E mai abbandonerò l’idea di donare me stesso alla loro causa. Quante porte chiuse ho incontrato, quante aperte poi sbattute in faccia , tantissime ancora trovate chiuse. Padre Giorgio Poletti mi avvertì. Non sarà semplice trovare collaborazioni. Ma io avendo visto l’inferno, ero convintissimo che ritornando sarei riuscito a risolvere con poco tantissimi piccoli problemi, perché è impossibile rimanere indifferenti alla morte di milioni di bambini che non hanno medicine per curarsi, cibo per mangiare, acqua per bere, vestiti per vestirsi. Avrei scavato tantissimi pozzi, sarei riuscito a portare tantissima acqua e cibo. Ma………non è cosi semplice, sono tutti pronti a dire “ti stimo per ciò che fai”, a darti riconoscimenti , ma io non ho bisogno di questo. Non voglio questo, vorrei essere io a dare un riconoscimento ed il merito agli altri, che vivono per “il riconoscimento”.

E vero che in questa vita siamo tutti impegnati, il lavoro, la famiglia, la quotidianità, ma mi domando perché girando nelle scuole i bambini guardano ed ascoltano chiedendomi continuamente perché. Spesso li osservo , ascolto i loro racconti, e mi si stringe il cuore sentendoli dire : “ non è giusto. Quei bambini, tutta quella sofferenza. Non è giusto. Ricordano i loro nomi, le loro storie ed i poveri sogni. Mi si stringe il cuore. Poi continuano tra loro: “ Ma ti rendi conto? Sognare delle scarpe, un vestito, di non morir di fame e di sete. E’ assurdo!” Più li sento interessarsi a queste cose, a questa gente più mi si gonfia il cuore. Orgoglio, tenerezza ed un gran magone.

Quando sono partito la prima volta, mi guardavano come fossi un matto. Nessuno avrebbe scommesso un soldo sul mio viaggio. Ed oggi eccomi qui ad essere il portavoce dei bambini africani, verso i bambini italiani.

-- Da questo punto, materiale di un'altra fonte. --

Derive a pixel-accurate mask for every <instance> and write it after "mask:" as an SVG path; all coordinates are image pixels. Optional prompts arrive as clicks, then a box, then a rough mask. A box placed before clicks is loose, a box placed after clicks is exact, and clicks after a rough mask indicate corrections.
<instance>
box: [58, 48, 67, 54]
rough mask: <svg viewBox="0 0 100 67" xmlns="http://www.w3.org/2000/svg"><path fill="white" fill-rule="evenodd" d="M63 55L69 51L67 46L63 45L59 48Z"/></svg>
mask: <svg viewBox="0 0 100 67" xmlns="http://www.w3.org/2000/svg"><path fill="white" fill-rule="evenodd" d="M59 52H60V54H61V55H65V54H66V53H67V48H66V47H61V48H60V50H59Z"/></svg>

Ricordo una frase di non so chi, ma non importa l’autore. “Non è possibile essere completamente felici, aver pace, fino a quando nel mondo, nella nostra casa comune, ci sarà qualcuno a urlare. Per fame, dolore, sete, per privazione di libertà e dignità, per paura. Questo dolore dobbiamo tenerlo dentro di noi, trasformarlo in gesti, in atti che cambino il mondo, lo rendano più vivibile.”

Non so se questa sia la ricetta giusta, ma oggi ancora mi convince.

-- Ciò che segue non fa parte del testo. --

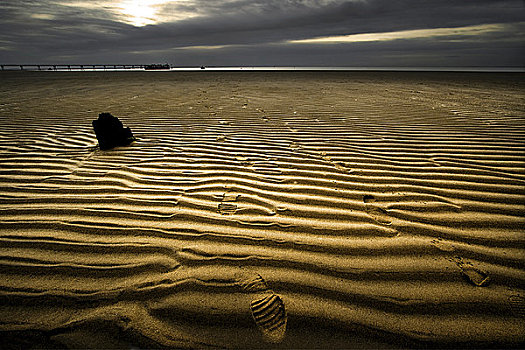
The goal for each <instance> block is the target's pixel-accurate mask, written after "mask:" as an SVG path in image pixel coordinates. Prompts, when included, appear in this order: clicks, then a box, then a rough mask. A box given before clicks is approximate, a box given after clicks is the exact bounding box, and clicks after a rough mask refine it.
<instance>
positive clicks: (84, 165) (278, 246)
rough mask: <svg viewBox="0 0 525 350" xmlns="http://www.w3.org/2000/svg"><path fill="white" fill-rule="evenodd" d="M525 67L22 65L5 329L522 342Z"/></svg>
mask: <svg viewBox="0 0 525 350" xmlns="http://www.w3.org/2000/svg"><path fill="white" fill-rule="evenodd" d="M523 78H524V76H523V74H488V73H483V74H474V73H469V74H467V73H388V72H381V73H380V72H375V73H373V72H359V73H357V72H322V73H319V72H317V73H315V72H236V73H228V72H191V73H174V72H135V73H131V72H113V73H111V72H106V73H102V72H97V73H88V72H84V73H55V72H31V73H30V72H3V73H1V74H0V79H1V81H2V84H1V85H0V198H1V201H0V247H1V257H0V338H1V339H2V340H1V346H0V347H1V348H18V347H20V346H22V347H23V348H42V347H45V348H64V347H68V348H129V347H140V348H158V347H171V348H405V347H414V348H420V347H427V346H428V347H456V346H460V347H478V346H481V347H518V346H519V345H520V343H523V342H524V341H525V336H524V334H525V326H524V324H525V322H523V321H524V320H523V317H524V315H525V290H524V289H523V286H524V285H525V272H524V266H525V248H524V243H525V219H524V215H523V214H524V209H525V205H524V198H525V156H524V154H525V107H524V103H523V102H524V96H525V83H524V79H523ZM101 112H110V113H112V114H113V115H115V116H117V117H119V118H120V119H121V121H122V122H123V123H124V126H129V127H130V128H131V130H132V131H133V133H134V135H135V136H136V137H137V141H135V142H134V143H133V144H132V145H130V146H129V147H120V148H116V149H113V150H110V151H101V150H99V149H97V147H95V146H96V144H97V141H96V138H95V135H94V133H93V129H92V127H91V121H92V120H93V119H96V118H97V116H98V113H101Z"/></svg>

Tu e tanti altri, però, dovrete darci una mano.

Roberto Riccio

Sito: www.comicsxafrica.org

Email: [email protected] [email protected]

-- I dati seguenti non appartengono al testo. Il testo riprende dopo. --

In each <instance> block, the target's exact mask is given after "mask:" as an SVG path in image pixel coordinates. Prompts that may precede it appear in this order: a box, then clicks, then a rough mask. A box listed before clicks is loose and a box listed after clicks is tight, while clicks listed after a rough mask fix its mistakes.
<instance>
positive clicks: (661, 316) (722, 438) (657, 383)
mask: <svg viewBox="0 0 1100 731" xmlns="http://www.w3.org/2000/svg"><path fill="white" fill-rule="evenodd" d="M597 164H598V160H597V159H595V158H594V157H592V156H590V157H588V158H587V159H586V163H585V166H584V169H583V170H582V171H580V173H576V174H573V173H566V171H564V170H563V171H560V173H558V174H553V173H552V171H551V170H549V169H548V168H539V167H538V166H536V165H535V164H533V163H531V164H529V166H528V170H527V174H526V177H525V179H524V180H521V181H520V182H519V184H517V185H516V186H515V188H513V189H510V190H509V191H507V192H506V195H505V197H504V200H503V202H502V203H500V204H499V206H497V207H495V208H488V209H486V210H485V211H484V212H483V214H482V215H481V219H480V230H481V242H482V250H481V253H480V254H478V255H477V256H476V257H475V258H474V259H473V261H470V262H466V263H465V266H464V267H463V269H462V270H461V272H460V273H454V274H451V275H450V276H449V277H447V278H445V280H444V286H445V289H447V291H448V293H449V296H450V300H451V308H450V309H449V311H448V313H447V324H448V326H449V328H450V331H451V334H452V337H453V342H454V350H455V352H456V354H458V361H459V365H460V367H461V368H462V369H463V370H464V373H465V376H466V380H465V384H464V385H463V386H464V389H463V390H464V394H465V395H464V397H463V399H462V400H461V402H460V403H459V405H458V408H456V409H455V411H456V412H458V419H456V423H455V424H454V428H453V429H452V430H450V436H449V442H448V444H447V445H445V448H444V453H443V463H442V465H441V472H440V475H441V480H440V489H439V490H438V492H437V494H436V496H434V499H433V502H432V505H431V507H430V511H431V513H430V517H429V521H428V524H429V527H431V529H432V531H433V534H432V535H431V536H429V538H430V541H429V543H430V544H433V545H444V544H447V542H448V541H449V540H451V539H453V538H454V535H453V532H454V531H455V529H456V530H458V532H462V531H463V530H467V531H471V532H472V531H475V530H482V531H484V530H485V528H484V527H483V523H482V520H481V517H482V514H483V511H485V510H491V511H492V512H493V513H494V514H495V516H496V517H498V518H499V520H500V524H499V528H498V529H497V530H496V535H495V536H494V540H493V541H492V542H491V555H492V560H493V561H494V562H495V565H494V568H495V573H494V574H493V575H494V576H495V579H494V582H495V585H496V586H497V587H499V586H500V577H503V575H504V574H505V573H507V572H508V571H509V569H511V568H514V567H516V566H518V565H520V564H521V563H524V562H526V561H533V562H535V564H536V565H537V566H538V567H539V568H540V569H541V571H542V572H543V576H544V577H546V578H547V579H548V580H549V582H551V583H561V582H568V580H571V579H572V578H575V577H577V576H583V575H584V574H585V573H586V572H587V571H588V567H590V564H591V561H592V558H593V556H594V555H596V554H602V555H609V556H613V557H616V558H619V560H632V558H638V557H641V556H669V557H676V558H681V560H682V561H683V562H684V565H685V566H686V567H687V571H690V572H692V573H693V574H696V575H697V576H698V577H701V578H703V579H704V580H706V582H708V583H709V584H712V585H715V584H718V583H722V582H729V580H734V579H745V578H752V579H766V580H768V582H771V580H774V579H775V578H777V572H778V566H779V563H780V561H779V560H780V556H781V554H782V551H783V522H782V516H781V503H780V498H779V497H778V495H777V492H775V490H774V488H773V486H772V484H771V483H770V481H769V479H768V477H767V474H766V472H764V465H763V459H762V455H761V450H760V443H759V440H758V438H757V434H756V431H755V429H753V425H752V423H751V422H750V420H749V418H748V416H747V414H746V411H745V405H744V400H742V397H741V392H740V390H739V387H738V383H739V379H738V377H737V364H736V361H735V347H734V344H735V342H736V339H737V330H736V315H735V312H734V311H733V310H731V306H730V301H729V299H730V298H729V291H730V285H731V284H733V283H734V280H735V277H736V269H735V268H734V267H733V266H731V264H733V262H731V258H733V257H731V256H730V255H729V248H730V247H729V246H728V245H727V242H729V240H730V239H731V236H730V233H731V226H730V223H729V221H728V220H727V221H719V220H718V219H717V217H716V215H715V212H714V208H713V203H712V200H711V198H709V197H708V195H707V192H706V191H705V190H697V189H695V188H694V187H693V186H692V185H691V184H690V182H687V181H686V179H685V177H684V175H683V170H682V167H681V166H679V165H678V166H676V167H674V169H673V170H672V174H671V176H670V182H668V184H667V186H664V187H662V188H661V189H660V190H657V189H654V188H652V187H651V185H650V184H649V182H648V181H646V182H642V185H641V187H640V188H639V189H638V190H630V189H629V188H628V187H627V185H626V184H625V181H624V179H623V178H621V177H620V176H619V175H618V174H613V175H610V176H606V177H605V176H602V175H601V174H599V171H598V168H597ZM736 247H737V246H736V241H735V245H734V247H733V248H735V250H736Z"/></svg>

Caro Roberto, non ho mai cestinato le tue lettere e le ho sempre lette con attenzione. Credo che il tuo appello sia vero e sentito, urlato con il cuore e scritto con la passione per la vita. Merita assoluto rispetto. Nel mio sito, troverai il massimo dello spazio, nel limite del possibile. Come vedi, niente è stato cestinato e mai lo sarà.